Amid the daily rise of poaching statistics across Africa, a convicted turtle poacher turned the tables to show how protection of endangered wildlife can prove a sustainable, long-term solution.
Makotikoti Zikhali was sentenced to five years in jail for killing an endangered loggerhead turtle in the iSimangaliso Wetland Park, a World Heritage site.
An investigation by Durban-based investigative journalism agency Roving Reporters revealed that Makotikoti had killed the turtle to sell its meat as food and its fats for muthi.
After meeting Makotikoti in prison, Roving Reporters director Fred Kockott was convinced that “The turtle butcher” case, as it was dubbed in the press, could be used not only to promote environmental education but also offer the convicted turtle poacher the means to earn a better living by writing his life story and developing associated artistic skills.

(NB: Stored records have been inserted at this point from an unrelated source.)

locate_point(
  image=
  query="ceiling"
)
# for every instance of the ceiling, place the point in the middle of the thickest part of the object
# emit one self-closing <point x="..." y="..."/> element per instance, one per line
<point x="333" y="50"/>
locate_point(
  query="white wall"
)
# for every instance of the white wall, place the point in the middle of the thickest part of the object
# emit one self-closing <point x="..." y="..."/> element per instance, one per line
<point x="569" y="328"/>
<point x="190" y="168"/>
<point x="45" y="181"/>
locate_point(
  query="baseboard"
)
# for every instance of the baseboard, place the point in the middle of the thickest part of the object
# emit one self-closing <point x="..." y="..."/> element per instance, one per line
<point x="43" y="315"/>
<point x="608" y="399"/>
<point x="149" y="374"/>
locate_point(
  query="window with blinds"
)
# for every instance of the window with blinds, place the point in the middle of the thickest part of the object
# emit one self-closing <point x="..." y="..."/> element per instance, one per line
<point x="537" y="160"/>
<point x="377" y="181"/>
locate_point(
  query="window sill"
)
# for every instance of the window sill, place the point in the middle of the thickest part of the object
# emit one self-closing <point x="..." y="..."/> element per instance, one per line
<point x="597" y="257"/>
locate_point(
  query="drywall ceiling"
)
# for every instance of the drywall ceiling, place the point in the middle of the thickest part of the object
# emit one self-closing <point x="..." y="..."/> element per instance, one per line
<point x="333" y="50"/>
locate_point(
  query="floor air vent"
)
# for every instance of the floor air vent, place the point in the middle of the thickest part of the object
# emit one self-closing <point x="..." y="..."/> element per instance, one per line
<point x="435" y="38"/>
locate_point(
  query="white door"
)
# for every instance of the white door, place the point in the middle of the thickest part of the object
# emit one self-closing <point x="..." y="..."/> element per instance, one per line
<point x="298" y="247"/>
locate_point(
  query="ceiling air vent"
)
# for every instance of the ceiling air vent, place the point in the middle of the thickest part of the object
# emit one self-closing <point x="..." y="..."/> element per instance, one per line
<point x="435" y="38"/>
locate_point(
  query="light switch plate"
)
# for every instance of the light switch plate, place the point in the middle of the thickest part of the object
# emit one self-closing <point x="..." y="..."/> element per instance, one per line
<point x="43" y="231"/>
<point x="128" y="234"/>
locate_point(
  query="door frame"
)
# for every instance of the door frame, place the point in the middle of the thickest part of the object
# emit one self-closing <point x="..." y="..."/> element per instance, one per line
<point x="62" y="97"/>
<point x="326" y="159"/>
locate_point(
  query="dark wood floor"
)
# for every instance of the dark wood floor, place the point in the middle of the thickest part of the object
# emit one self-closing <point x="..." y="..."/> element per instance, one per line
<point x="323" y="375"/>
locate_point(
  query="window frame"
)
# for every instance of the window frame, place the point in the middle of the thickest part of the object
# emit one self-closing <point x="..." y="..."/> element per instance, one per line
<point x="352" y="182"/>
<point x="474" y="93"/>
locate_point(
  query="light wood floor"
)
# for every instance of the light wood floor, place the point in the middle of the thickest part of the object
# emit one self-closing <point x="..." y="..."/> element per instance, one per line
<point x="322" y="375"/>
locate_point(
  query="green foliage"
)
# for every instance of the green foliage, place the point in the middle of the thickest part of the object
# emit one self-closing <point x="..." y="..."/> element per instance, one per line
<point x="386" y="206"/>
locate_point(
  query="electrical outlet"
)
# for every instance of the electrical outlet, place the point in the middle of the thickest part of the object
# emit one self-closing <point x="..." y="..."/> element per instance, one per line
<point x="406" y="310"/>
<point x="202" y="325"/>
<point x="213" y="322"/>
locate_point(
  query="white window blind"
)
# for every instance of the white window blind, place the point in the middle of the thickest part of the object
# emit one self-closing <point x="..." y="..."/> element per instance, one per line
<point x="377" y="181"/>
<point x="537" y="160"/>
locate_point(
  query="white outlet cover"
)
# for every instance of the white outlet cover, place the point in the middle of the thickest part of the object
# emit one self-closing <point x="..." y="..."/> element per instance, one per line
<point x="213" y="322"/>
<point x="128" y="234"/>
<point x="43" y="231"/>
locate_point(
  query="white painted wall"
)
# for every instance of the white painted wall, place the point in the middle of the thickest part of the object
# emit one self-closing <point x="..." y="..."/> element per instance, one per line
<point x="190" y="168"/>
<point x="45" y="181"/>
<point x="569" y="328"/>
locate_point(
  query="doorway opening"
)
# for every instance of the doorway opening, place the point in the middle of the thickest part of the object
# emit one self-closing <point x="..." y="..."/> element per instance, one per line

Internationally acclaimed Durban sculptor Andries Botha offered to train Makotikoti at no cost to make museum-quality turtle sculptures, on condition that 25% of the profit on sales would be used to promote conservation of the species. Makotikoti is out on parole until March 2016.
After a year’s intensive mentoring, the first edition of limited Makotikoti turtle sculptures entered the market earlier this year. Nedbank, in association with the Cape Winemakers Guild, hosted the first auction of sculptures in support of the Makotikoti Art Project.
Besides the percentage of sales that goes to turtle conservation via the South African Association of Marine Biological Research, a further 25% goes toward education programmes and environmental journalism training that focuses on social, environmental and justice issues.
“Art is not just about creating, but also educating and reaffirming human values. When combined with a mission to protect natural resources, create jobs and empower youth leaders, the outcome is bound to capture the world’s imagination,” says Kockott.